According to Paul Hemp in Avatar-Based Marketing on-line worlds are the next frontier for marketers, both in the virtual worlds themselves and the avatars (identities) that users adopt in those worlds.
Some quotes:
many of Second Life’s 100,000 or so residents are highly involved with this place. And that
makes it potentially a dream marketing venue. Instead of targeting passive eyeballs, marketers here have the opportunity to interact with engaged minds. Commerce is already an integral part of Second Life. Residents spend—in Linden dollars, the local currency, available at in-world ATMs—the equivalent of $5 million a month on resident-to-resident transactions for in-world products and services. Certainly, introducing real-world brands, in some form or another, is a logical next step…
By
some estimates, more than 10 million people spend $10 to $15 a month to subscribe to online role-playing environments, with the number of subscribers doubling every year.
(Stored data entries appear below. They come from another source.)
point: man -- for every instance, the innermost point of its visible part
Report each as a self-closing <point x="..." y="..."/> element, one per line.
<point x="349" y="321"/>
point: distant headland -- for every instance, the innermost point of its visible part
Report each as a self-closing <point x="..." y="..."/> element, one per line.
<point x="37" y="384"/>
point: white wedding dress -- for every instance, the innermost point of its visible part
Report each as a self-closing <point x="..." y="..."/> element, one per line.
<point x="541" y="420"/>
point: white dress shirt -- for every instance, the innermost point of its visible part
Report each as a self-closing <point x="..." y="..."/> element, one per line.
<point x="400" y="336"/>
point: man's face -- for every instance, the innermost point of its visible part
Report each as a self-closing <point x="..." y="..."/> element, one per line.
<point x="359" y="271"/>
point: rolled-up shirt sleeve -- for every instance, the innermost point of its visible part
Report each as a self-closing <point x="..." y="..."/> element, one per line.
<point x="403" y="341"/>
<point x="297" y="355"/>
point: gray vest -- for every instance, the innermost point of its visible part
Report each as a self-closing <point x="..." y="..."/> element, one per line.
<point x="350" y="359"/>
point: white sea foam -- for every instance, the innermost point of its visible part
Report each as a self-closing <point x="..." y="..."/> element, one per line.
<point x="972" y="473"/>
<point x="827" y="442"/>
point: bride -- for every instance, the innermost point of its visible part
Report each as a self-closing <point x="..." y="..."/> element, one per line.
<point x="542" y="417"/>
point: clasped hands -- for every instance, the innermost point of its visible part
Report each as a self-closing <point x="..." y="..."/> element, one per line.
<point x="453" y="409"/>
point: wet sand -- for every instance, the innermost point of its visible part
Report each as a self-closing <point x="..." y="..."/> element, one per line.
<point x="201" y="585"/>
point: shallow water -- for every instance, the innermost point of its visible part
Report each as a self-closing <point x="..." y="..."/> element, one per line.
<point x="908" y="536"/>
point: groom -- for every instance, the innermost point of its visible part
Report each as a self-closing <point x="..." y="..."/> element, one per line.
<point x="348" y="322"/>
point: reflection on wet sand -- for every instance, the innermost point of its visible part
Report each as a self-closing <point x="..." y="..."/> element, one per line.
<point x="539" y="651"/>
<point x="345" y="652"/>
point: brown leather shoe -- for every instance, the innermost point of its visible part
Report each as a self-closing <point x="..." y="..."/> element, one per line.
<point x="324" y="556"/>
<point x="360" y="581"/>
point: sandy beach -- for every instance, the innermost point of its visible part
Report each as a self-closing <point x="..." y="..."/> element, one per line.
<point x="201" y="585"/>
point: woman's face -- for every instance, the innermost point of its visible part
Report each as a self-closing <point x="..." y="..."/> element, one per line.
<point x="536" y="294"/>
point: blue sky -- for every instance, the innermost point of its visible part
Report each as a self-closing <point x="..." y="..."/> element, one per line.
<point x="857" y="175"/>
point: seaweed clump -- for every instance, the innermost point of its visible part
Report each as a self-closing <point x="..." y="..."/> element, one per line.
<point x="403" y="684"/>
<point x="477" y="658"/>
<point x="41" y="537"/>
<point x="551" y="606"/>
Millions more enter free sites, some of them sponsored by companies as brand-building initiatives. Many users spend upward of 40 hours a week in these worlds. And as the technology improves over the next decade, virtual worlds may well eclipse film, TV, and non–role-playing computer games as a form of entertainment. That’s because, instead of watching someone else’s story unfold in front of them on a screen, users in these worlds create and live out their own stories.